JFK Assassination New Information: ‘Drunken’ Secret Service Agents Could Have Saved President Kennedy
Next month marks 51 years since an assassin’s bullets tore through the body of President John Fitzgerald Kennedy’s body and ended his life. Although the Warren Commission concluded that Lee Harvey Oswald killed Kennedy, there have been no shortage of conspiracy theories. A new report suggests that White House Secret Service members charged with protecting JFK during his visit to Dallas, Texas were sleep-deprived from partying the night before President Kennedy’s assassination. Moreover, the new information also suggests nine U.S. Secret Service agents were too drunk to take evasive action.
In the wake of a recent string of alleged missteps with the Secret Service, and on another approaching anniversary of the JFK assassination, Vanity Fair probed into the role the president’s security detail played into his death on November 22, 1963. And what they uncovered from multiple sources and insiders, including former agents assigned to protect Kennedy on that fateful day, was alarming.
The new information about JFK’s assassination centers on charges that nine of 28 agents assigned to protect Kennedy in Dallas spent the night before partying into the early morning hours and drinking alcoholic beverages. Consuming alcohol, no matter how slight, is prohibited in the official Secret Service handbook.
Reportedly, a number of agents went in search of food on November 21, and when they couldn’t locate any late night eateries, they wound up at a “local watering hole called the Cellar.” Pat Kirkwood penned letters slamming rumors Secret Service agents partook in alcohol at his place of business because it was a “dry” bar. However, he recanted his story years later and confessed that the Cellar was a known spot in the city that furnished police and politicians with “booze.”
Agent John Norris offered his take on the agent’s behavior at the time of the fatal shooting. In Bill Sloan’s book, J.F.K.: Breaking the Silence, and also as part of an interview for Vincent Michael Palamara’s book Survivor’s Guilt: The Secret Service and the Failure to Protect President Kennedy, Norris shared his angst.
“Except for George Hickey and Clint Hill, [many of the others] just basically sat there with their thumbs up their butts while the president was gunned down in front of them.”
Perhaps, the most bothersome witness testimony into the Secret Service agent’s behavior came from another agent who was part of the detail, and who overheard something worrisome from another agent who was assigned to protect the president in Texas.
Abraham Bolden was the only African-American agent assigned to the Kennedy detail in Dallas. In the 2008 book, The Echo from Dealey Plaza, Bolden talks about racism aimed at him in the department, and how he was framed and sent to prison in retribution for speaking out about systemic negligence throughout the Service.That day, after Kennedy was assassinated, Bolden was back in his Chicago office where he heard a fellow Secret Service agent cry out.

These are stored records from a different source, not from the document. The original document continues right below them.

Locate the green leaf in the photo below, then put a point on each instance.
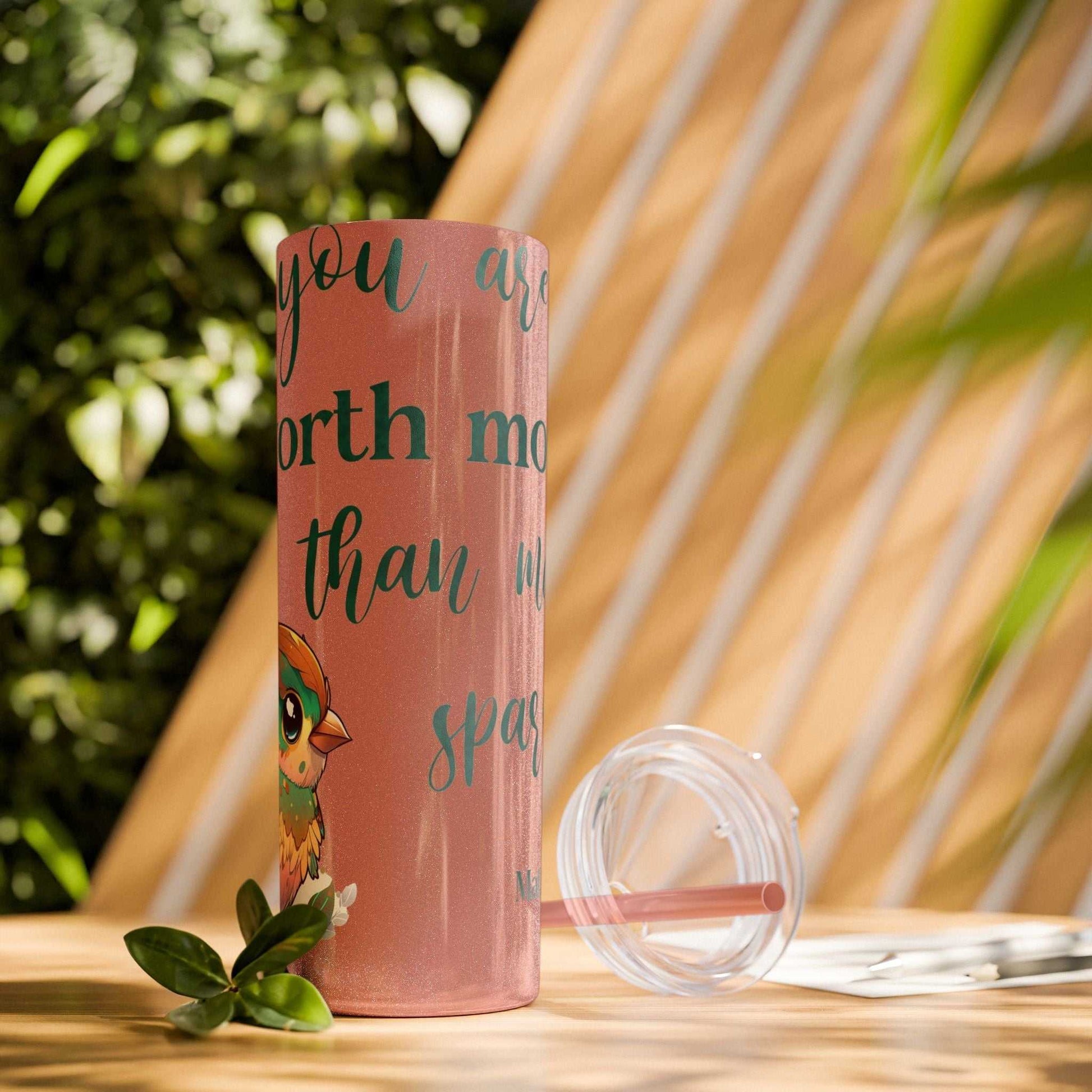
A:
(283, 938)
(286, 1002)
(177, 144)
(1071, 165)
(251, 909)
(1053, 295)
(154, 618)
(181, 961)
(442, 105)
(57, 157)
(966, 38)
(199, 1018)
(48, 838)
(1063, 552)
(263, 232)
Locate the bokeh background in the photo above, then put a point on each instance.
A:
(820, 407)
(152, 155)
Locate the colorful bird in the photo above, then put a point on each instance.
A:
(309, 729)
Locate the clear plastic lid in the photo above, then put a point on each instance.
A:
(677, 806)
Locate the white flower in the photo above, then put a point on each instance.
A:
(343, 900)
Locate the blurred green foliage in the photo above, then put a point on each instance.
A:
(152, 155)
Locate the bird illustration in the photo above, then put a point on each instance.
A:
(309, 729)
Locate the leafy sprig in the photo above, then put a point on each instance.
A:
(259, 990)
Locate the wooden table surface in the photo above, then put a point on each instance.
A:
(77, 1012)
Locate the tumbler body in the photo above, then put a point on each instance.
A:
(412, 455)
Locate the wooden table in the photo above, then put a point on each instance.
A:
(77, 1012)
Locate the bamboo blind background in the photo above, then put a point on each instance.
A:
(719, 182)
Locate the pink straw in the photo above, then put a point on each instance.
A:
(677, 905)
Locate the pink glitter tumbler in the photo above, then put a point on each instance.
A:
(412, 457)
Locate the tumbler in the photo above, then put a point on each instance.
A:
(411, 471)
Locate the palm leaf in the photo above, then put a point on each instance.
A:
(1068, 166)
(966, 38)
(1051, 296)
(1062, 554)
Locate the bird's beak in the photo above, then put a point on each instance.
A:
(329, 733)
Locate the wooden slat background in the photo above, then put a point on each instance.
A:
(479, 187)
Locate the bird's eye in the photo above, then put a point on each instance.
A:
(292, 717)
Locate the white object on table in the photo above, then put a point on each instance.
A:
(840, 963)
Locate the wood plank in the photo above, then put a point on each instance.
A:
(79, 1013)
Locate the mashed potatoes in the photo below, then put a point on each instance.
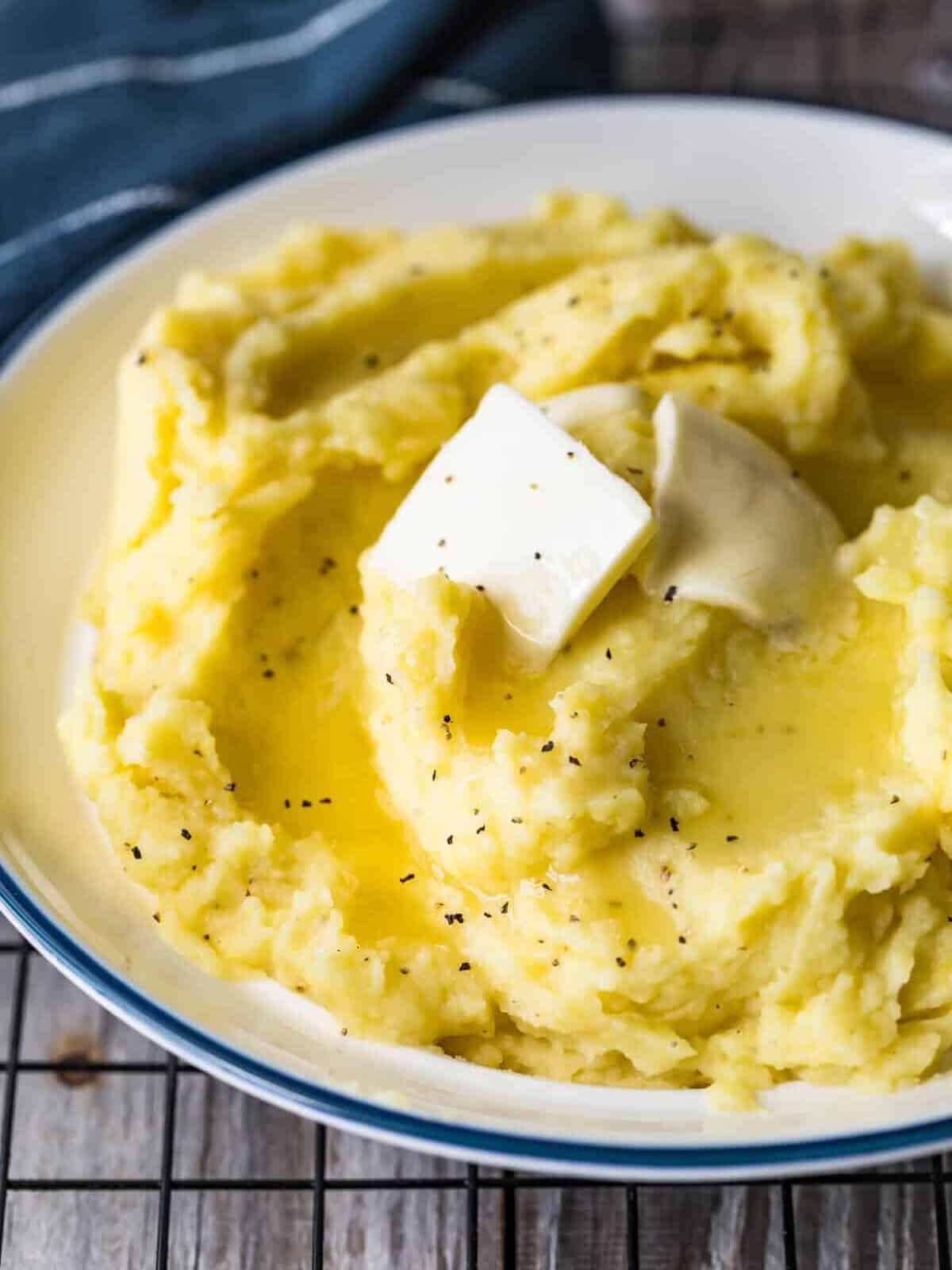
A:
(683, 854)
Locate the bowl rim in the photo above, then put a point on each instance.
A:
(310, 1098)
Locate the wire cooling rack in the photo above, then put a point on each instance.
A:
(863, 54)
(930, 1178)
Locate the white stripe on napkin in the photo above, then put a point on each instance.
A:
(120, 203)
(463, 94)
(190, 67)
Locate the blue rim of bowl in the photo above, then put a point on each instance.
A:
(317, 1102)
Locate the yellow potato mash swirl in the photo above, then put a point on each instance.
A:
(681, 855)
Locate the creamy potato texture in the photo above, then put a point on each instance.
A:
(683, 854)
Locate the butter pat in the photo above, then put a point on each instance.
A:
(735, 527)
(596, 402)
(517, 507)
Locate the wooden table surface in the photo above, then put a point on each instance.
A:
(857, 52)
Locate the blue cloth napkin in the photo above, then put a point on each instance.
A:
(118, 114)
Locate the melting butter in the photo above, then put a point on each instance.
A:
(736, 527)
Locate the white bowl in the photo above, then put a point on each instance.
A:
(801, 175)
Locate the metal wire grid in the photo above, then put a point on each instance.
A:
(695, 33)
(931, 1174)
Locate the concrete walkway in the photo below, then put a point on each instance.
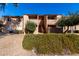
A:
(11, 45)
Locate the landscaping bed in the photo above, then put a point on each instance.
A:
(52, 44)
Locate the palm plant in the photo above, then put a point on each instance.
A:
(71, 20)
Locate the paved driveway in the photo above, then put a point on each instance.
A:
(11, 45)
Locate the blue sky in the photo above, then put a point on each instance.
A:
(40, 8)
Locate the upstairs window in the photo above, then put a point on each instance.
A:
(32, 17)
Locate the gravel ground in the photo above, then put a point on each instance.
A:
(11, 45)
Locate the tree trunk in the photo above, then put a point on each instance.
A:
(66, 30)
(71, 28)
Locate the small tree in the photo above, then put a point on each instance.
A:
(30, 27)
(71, 20)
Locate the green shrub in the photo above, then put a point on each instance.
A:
(52, 43)
(30, 27)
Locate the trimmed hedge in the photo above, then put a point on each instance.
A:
(53, 44)
(30, 27)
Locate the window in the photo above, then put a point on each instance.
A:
(52, 17)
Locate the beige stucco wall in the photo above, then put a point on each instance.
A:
(26, 18)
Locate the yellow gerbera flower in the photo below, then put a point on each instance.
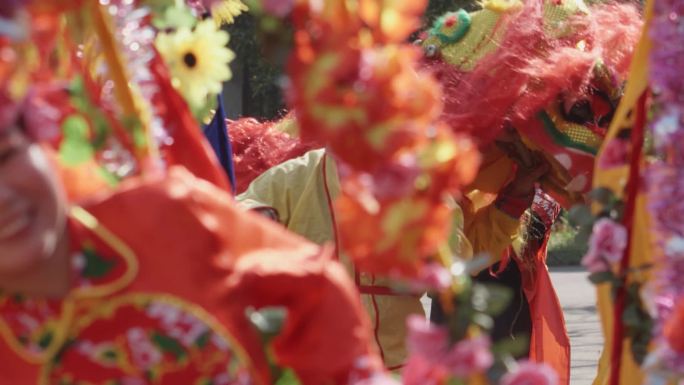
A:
(198, 60)
(224, 12)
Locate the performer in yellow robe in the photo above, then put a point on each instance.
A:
(300, 193)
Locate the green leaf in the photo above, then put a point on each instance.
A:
(490, 299)
(175, 18)
(75, 152)
(108, 177)
(483, 320)
(169, 345)
(580, 215)
(95, 265)
(75, 127)
(288, 377)
(602, 277)
(512, 346)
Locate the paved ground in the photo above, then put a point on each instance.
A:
(578, 298)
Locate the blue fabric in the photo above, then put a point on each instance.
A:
(217, 134)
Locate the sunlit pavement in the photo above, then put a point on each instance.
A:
(578, 298)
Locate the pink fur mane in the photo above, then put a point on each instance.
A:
(258, 146)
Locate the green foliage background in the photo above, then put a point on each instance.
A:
(261, 94)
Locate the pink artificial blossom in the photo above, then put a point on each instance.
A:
(424, 338)
(529, 373)
(469, 356)
(430, 352)
(279, 8)
(420, 370)
(614, 154)
(607, 245)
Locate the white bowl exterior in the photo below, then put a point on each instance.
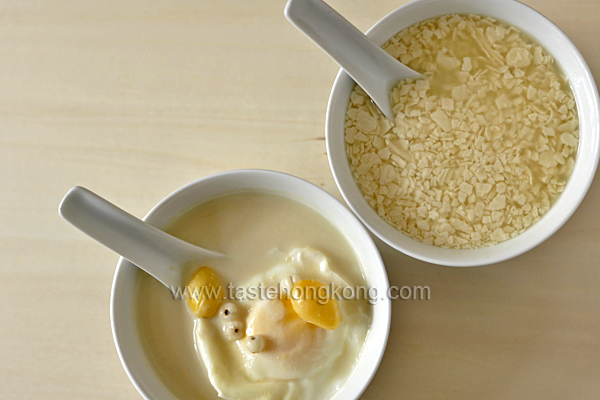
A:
(122, 300)
(586, 95)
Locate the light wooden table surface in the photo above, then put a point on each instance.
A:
(135, 98)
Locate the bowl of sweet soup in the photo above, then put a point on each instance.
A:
(489, 154)
(296, 309)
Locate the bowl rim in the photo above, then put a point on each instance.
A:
(379, 338)
(340, 167)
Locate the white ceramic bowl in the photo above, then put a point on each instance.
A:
(586, 95)
(124, 325)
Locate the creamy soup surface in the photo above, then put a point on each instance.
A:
(266, 237)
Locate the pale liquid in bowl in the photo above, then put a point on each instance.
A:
(246, 227)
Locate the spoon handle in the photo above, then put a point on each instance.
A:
(368, 64)
(151, 249)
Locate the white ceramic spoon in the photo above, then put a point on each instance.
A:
(161, 255)
(368, 64)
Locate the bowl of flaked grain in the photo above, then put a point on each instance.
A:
(514, 237)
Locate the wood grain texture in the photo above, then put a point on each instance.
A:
(135, 98)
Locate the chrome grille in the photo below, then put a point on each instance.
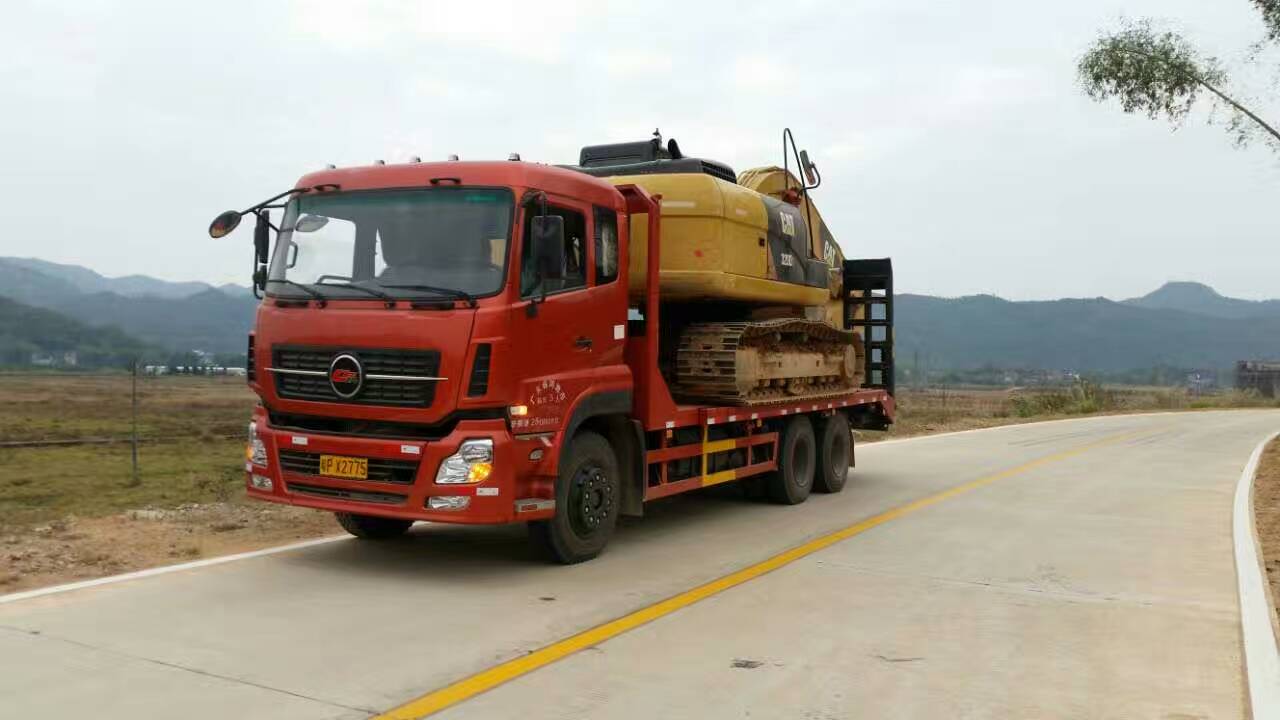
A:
(392, 377)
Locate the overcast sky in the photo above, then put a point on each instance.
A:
(951, 136)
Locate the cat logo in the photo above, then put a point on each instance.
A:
(789, 224)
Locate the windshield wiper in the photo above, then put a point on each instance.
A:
(319, 297)
(388, 299)
(461, 295)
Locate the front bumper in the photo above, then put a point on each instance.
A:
(519, 488)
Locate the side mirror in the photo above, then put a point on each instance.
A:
(224, 224)
(810, 171)
(261, 237)
(547, 244)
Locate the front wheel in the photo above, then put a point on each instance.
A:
(588, 493)
(370, 527)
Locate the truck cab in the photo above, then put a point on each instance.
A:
(416, 359)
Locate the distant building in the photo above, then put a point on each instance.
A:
(67, 359)
(1260, 376)
(1201, 381)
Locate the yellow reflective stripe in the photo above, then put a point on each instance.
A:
(717, 478)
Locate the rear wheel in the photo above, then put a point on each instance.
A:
(588, 493)
(370, 527)
(792, 481)
(835, 454)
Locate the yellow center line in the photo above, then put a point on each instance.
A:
(502, 673)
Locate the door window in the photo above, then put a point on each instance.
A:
(575, 255)
(606, 246)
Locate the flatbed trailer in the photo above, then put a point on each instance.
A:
(565, 459)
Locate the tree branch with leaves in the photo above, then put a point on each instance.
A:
(1162, 74)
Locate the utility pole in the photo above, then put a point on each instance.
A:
(135, 422)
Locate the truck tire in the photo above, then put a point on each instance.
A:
(370, 527)
(835, 454)
(792, 481)
(588, 496)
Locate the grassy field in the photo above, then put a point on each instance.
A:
(192, 447)
(937, 410)
(74, 511)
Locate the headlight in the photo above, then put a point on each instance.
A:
(256, 450)
(471, 464)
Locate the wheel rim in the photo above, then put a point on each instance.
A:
(590, 500)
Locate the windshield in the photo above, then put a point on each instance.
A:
(405, 242)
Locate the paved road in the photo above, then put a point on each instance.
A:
(1083, 569)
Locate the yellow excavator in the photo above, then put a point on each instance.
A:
(755, 308)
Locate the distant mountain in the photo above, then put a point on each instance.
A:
(1203, 300)
(31, 335)
(129, 286)
(209, 320)
(1073, 335)
(181, 317)
(1180, 324)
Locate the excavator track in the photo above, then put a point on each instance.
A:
(768, 361)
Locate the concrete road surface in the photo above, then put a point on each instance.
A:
(1082, 569)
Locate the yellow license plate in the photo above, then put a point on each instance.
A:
(343, 466)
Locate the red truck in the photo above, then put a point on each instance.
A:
(448, 392)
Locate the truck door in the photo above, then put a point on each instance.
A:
(572, 342)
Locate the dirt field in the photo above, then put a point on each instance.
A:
(74, 511)
(1266, 511)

“I knew it would happen. I told those playboys that someone was going to get the president killed if they kept acting like they did. Now it’s happened.”
Apparently, the words validated what he already knew: Had it not been for partying and drinking the night before, the agents would have not acted in a “lackadaisical” fashion. He shared his opinion with Vanity Fair.
“The biggest problem I ran into with the Secret Service when I was an agent was their constant drinking. When we would get to a place one of the first things they would do was stock up with liquor. They would drink and then we would go to work. Their reflexes were definitely affected by, number one, the loss of sleep and, number two, the fact that [some may have] consumed that amount of alcohol.”
Days after John F. Kennedy was killed, his successor, President Lyndon Johnson, appointed Supreme Court Chief Justice Earl Warren to head up a panel to investigate the JFK assassination. Evidently, when Warren received information of agents staying out late and partying the night before the motorcade was scheduled through downtown Dallas, he was outraged. He questioned the decisions made by the Secret Service the night before Kennedy died.
“Don’t you think that if a man went to bed reasonably early, and hadn’t ben drinking the night before he would be more alert than if he stayed up until three or five o’clock in the morning going to beatnik joints and doing some drinking along the way?”
Seymour M. Hersh, an investigative journalist, noted in his book, The Dark Side of Camelot, that agents were overworked and often worked with little or no sleep before their shifts. He added that the relaxed culture of the Secret Service increased in frequency over the years, and by late 1963, a number of agents were known to regularly frequent bars until late morning hours.